La maggior parte degli abitanti del quartiere napoletano di Ponticelli ignorava quel vincolo di parentela e sono rimasti increduli ed attoniti nell’apprendere la notizia della morte del giovane Carmine D’Onofrio, il 23enne giustiziato come un boss dai sicari della camorra, in via Luigi Crisconio, nei pressi della sua abitazione, lui che un boss non lo era affatto, ma che ha pagato con la vita il conto salatissimo che la malavita presenta ai figli dei boss. Carmine D’Onofrio era il figlio illegittimo di Giuseppe De Luca Bossa, il fratello del boss ergastolano Tonino ‘o sicco, arrestato un anno fa insieme alle altre figure-simbolo del clan che aveva contribuito a rifondare, in seguito al declino dei De Micco, maturato contestualmente al blitz che a novembre del 2017 aveva fatto scattare le manette per gli elementi di spicco del clan, indebolendolo notevolmente e creando una circostanza che ha favorito la naturale ascesa del sodalizio camorristico costituito dalle famiglie d’onore in rovina e messe alla berlina proprio dai De Micco, tra le quali primeggiavano soprattutto i De Luca Bossa.
Vicende, dinamiche, fatti di sangue nei quali Carmine non è mai stato invischiato, seppure tra lui e il suo padre naturale intercorressero buoni rapporti. Si vedevano, si frequentavano. Giuseppe De Luca Bossa era fiero ed orgoglioso di quel figlio, lo presentava a tutti come tale e non ha mai tenuto nascosto che nelle vene di quel ragazzone dagli occhi verdi scorresse il suo stesso sangue.
Un vincolo di parentela che quel giovane non ha mai sfruttato a suo vantaggio, neanche quando avrebbe potuto, soprattutto durante i diverbi con i suoi coetanei, per zittirli ed imporgli rispetto. Carmine aveva tutt’altra visione della vita e del mondo. Praticava la vita di un ragazzo normale, coccolato da due genitori che lo hanno cresciuto ed educato nel rispetto delle regole imposte dalla società civile, tenendolo lontano dalla strada.
Un ragazzo come tanti che provava affetto per il suo padre biologico, ma che non si era lasciato soggiogare dalla tempra della sua figura criminale.
Appassionato di teatro, Carmine frequentava la compagnia teatrale della sua parrocchia.
Cullava il sogno di una vita normale, Carmine, ancor più alla vigilia della nascita di suo figlio che vedrà la luce tra un mese, senza conoscere mai suo padre, perchè i killer del clan De Micco hanno stabilito che la sua morte fosse necessaria per ripristinare gli equilibri e zittire definitivamente i De Luca Bossa.

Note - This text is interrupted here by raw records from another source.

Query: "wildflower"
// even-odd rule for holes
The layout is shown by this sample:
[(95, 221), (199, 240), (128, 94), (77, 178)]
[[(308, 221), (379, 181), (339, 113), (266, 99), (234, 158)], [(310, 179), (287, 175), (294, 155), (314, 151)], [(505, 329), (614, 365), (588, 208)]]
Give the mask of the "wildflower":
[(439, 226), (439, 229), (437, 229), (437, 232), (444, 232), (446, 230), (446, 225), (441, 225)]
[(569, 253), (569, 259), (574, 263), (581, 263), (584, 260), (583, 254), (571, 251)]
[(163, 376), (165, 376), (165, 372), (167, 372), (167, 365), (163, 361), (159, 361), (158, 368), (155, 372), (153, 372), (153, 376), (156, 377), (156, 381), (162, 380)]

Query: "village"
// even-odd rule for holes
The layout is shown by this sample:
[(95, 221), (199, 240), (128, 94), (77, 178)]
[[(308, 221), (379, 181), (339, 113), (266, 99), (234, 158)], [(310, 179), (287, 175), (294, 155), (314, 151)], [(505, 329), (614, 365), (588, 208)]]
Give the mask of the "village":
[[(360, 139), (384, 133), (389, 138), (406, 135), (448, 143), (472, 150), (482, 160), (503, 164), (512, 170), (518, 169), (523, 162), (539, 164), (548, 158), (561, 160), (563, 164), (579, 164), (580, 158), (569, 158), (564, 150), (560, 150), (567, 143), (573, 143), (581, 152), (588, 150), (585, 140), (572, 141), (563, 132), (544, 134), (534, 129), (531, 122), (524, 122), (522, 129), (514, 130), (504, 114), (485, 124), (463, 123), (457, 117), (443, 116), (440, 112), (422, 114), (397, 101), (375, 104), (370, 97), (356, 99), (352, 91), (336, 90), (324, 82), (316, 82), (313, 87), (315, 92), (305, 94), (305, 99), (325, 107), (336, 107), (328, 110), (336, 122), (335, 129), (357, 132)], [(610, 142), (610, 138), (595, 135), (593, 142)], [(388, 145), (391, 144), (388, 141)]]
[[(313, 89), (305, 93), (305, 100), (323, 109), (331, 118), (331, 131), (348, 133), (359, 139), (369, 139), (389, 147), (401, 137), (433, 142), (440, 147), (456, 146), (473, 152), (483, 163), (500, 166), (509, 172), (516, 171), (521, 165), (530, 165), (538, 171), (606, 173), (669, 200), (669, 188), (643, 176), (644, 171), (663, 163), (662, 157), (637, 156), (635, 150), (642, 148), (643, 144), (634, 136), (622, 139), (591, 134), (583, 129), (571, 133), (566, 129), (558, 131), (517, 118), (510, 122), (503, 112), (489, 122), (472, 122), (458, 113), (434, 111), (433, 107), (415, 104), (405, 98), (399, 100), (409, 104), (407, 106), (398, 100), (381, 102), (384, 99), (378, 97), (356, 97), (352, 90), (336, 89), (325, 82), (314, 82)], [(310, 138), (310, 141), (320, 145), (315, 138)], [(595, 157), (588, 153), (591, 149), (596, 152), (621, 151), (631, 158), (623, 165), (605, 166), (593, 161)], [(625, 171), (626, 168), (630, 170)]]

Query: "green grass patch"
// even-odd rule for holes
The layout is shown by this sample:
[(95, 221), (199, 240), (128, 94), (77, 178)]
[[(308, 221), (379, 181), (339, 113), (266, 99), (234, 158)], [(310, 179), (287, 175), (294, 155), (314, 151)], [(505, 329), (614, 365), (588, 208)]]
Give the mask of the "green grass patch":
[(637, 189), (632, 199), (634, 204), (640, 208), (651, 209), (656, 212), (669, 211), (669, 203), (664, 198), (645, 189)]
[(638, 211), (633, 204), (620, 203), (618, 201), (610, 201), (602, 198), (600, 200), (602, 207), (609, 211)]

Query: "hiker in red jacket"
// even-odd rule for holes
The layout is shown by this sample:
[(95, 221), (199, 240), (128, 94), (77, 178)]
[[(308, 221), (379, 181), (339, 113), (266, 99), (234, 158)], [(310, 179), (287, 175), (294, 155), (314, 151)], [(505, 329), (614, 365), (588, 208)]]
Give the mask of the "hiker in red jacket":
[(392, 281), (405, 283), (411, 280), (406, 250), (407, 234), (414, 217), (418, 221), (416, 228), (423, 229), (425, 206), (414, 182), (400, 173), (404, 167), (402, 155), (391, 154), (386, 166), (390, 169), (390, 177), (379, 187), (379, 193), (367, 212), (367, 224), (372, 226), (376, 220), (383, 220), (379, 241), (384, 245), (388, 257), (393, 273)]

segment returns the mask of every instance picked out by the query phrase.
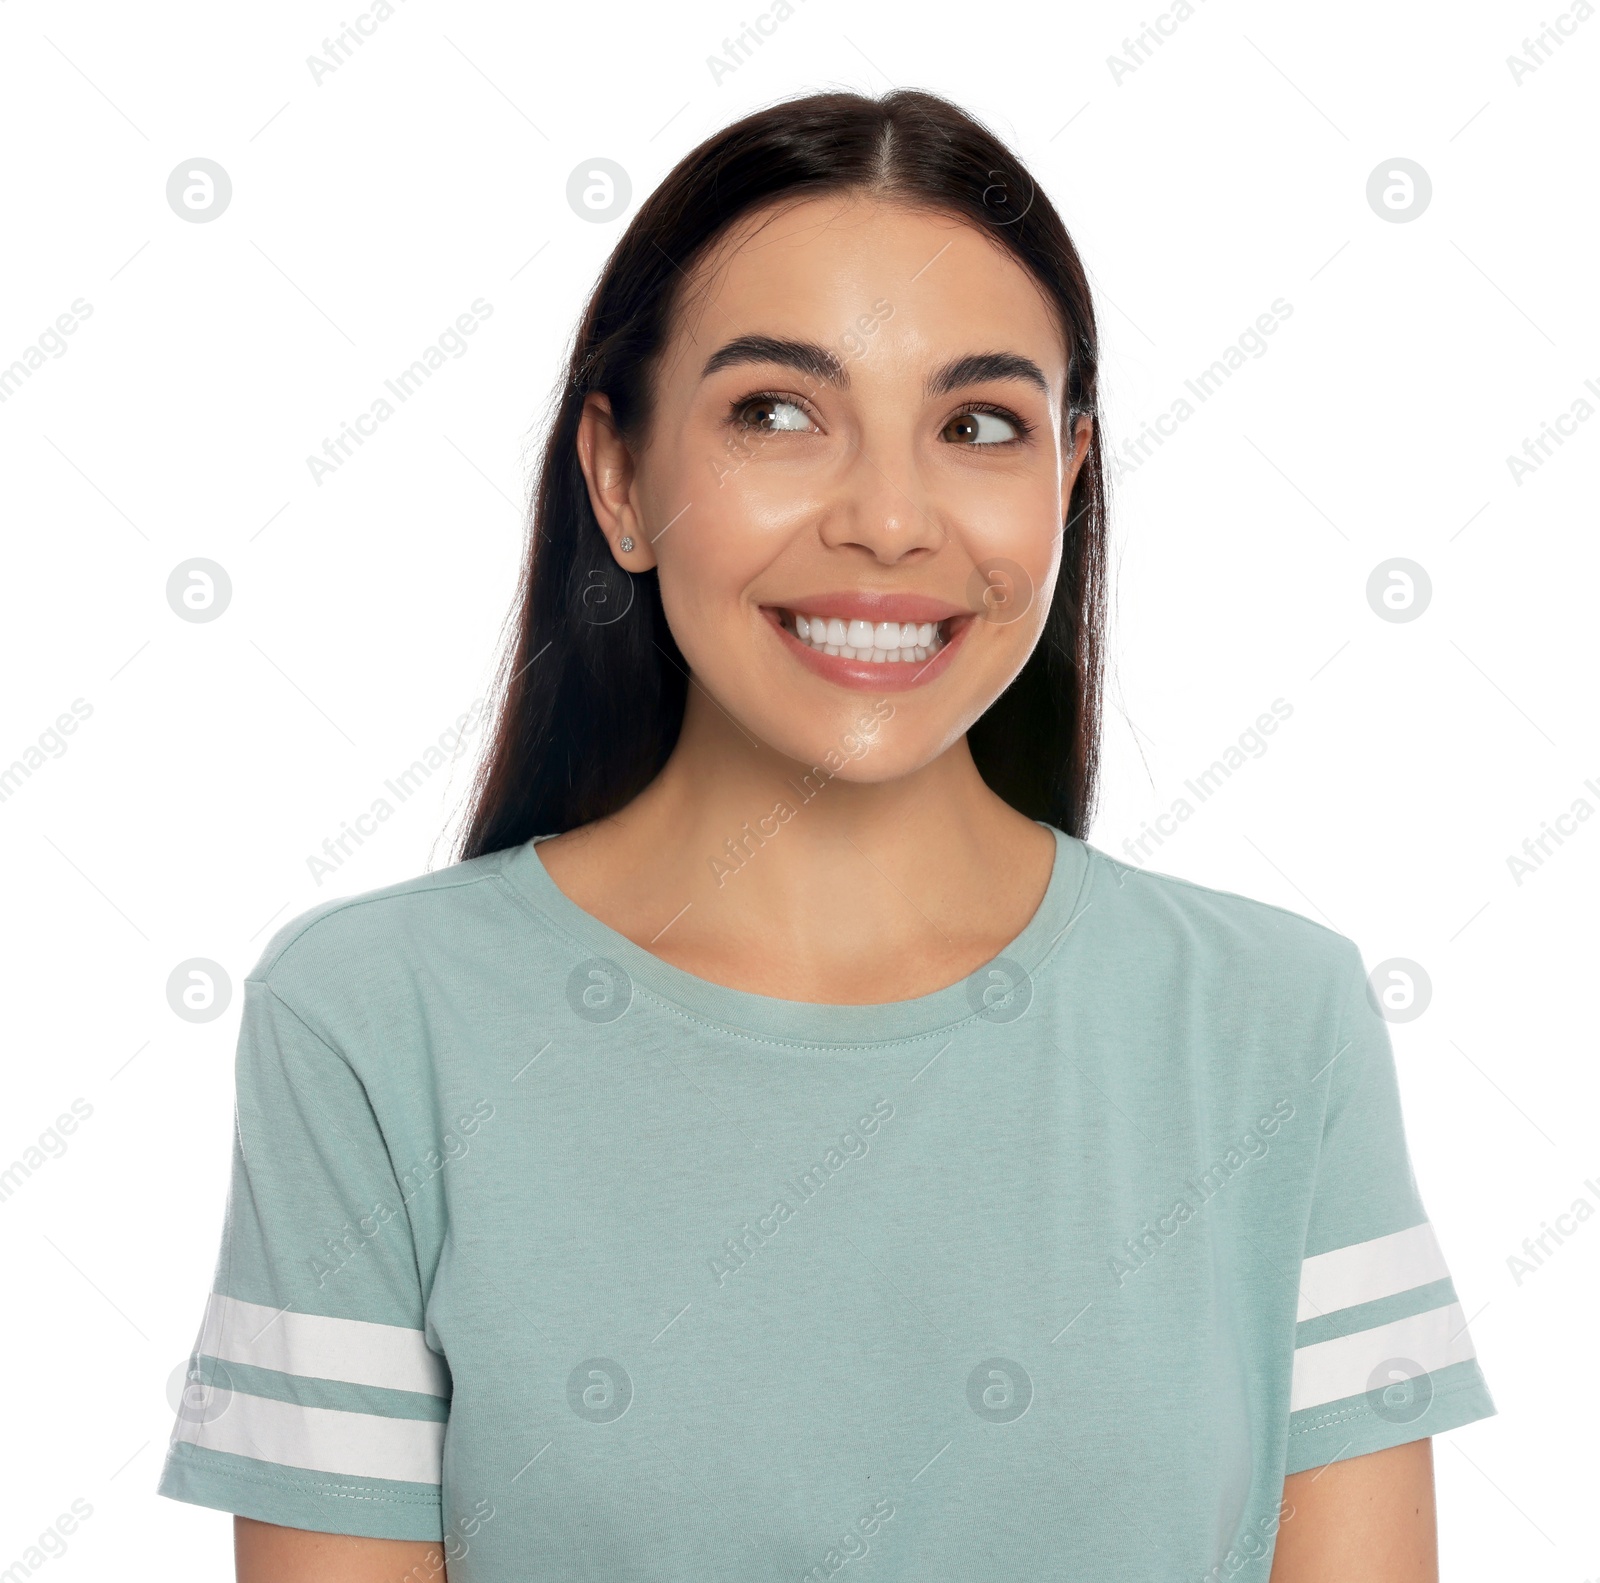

Lo hanno aspettato per tutta la sera, un dettaglio che conferma che i sicari sono entrati in azione con il chiaro intento di uccidere proprio il 23enne, pur consapevoli che si trattasse di un giovane estraneo alle dinamiche malavitose. Un delitto che matura contestualmente alla notizia dell’assoluzione di Salvatore De Micco e Gennaro Volpicelli in relazione all’omicidio di Gennaro Castaldi – reale obiettivo dell’agguato – e Antonio Minichini, cugino di Carmine, in quanto figlio di Anna De Luca Bossa.
Almeno 7 i colpi esplosi a bruciapelo e a distanza ravvicinata contro Carmine D’Onofrio, fatali probabilmente i due proiettili che lo hanno raggiunto al cuore. I killer dei “Bodo” non hanno esitato a sparare neanche al cospetto della compagna del 23enne, all’ottavo mese di gravidanza. La donna, ancora in forte stato di shock, è tuttora ricoverata in ospedale.
Il movente dell’omicidio appare evidente: la morte violenta di Carmine D’Onofrio rappresenta la replica dei De Micco all’agguato subito esattamente 7 giorni prima, quando la sera del 28 settembre scorso, è stato fatto esplodere un ordigno artigianale in via Luigi Piscettaro, quartier generale dei De Micco.
Un affronto pari ad un ceffone in pieno viso agli occhi dell’irriverente Marco De Micco, tutt’altro che intenzionato a ridimensionare le sue velleità camorristiche e subito pronto a rilanciare le credenziali del suo clan, mettendo la firma su un’azione ancora più eclatante, consegnando ai De Luca Bossa il cadavere di un altro morto innocente da piangere.
Giustiziando Carmine D’Onofrio, giovane figlio illegittimo di Giuseppe De Luca Bossa, estraneo alle dinamiche camorristiche, i De Micco hanno indirizzato un messaggio forte e perentorio alla cosca del Lotto O: non sono disposti ad indietreggiare e se non deporranno le armi, non si faranno scrupoli ad uccidere i loro familiari, anche quelli che con la malavita non hanno nulla da spartire.